Menurut Devyanti, keluarga, sekolah, komunitas, pemerintah, lembaga kebahasaan, perguruan tinggi, media, dunia usaha, industri kreatif, dan masyarakat perlu bergerak bersama. Jika hanya satu unsur yang bekerja, bahasa daerah akan sulit bertahan di tengah dominasi bahasa nasional, bahasa asing, dan bahasa digital yang lebih populer di kalangan anak muda.
"Tentunya banyak komponen, mulai dari keluarga, sekolah, komunitas, ruang publik, media digital, dan juga industri kreatif bisa membentuk ekosistem pewarisan bahasa, sehingga bahasa Betawi bisa diwariskan di setiap ruang-ruang bahasa," kata dia.
Pernyataan ini sejalan dengan arah pelestarian bahasa daerah yang selama ini didorong Badan Bahasa. Dalam artikel Badan Pengembangan dan Pembinaan Bahasa, disebutkan Indonesia memiliki 718 bahasa daerah. Berdasarkan data 2024, dari jumlah tersebut terdapat 18 bahasa berstatus aman, 21 rentan, 3 mengalami kemunduran, 29 terancam punah, 8 kritis, dan 5 punah. Data itu menunjukkan pelestarian bahasa daerah membutuhkan langkah aktif, bukan sekadar pengakuan simbolik.
Badan Bahasa juga mengingatkan, bahasa daerah dapat semakin terdesak jika tidak mendapat dukungan memadai dari pemerintah, masyarakat, pendidikan, media, dan teknologi. Perkembangan media massa serta teknologi modern dapat membuat generasi muda kurang tertarik mempelajari bahasa daerah jika bahasa itu tidak hadir di ruang digital dan kehidupan sehari-hari.
Dalam konteks Jakarta, bahasa Betawi memiliki posisi penting karena menjadi bagian autentik dari identitas kota. Devyanti menilai, bahasa Betawi bukan hanya warisan budaya masyarakat Betawi, tetapi juga dapat menjadi kekuatan Jakarta dalam membangun daya saing sebagai kota global.
Namun, ia mencatat adanya penurunan jumlah penutur bahasa Betawi, terutama di kalangan generasi muda. Salah satu penyebabnya adalah anggapan, bahasa global dianggap lebih keren, sehingga sebagian anak muda merasa kurang percaya diri menggunakan bahasa Betawi.

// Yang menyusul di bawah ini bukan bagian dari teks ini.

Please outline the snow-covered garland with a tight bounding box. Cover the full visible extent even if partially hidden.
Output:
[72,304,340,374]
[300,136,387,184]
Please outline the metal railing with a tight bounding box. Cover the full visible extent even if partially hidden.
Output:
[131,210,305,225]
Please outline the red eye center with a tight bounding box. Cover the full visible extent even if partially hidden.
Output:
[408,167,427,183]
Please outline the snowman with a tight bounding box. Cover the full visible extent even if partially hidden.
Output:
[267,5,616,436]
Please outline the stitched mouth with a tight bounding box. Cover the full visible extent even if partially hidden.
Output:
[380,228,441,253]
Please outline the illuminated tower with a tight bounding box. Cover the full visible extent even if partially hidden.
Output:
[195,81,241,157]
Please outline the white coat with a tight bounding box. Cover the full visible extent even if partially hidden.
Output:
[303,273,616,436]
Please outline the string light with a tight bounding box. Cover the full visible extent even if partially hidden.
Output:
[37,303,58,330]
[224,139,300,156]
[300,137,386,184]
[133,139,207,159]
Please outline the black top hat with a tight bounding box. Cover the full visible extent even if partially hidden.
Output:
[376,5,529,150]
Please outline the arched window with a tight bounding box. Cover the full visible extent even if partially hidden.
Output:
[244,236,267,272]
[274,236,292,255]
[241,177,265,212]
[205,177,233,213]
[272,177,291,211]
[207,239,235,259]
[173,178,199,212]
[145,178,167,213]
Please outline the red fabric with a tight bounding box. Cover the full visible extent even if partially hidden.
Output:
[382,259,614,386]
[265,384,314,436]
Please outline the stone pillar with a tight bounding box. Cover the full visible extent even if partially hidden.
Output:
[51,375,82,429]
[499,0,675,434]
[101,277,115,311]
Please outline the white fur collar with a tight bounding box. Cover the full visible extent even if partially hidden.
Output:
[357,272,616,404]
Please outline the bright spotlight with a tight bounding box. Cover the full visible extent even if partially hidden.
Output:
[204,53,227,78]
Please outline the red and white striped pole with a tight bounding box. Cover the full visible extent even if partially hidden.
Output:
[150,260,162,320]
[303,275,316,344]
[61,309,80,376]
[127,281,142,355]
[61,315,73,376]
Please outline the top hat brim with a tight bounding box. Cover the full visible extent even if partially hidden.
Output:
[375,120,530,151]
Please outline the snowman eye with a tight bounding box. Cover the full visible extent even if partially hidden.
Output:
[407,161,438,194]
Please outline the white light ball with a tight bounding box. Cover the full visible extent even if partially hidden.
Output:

Karena itu, menurut Devyanti, masyarakat Betawi perlu membangun kembali kebanggaan, kesetiaan, dan kesadaran berbahasa Betawi. Bahasa daerah tidak boleh hanya muncul dalam acara seremonial, tetapi perlu hadir dalam percakapan harian, konten kreatif, pertunjukan seni, pendidikan, hingga ruang digital.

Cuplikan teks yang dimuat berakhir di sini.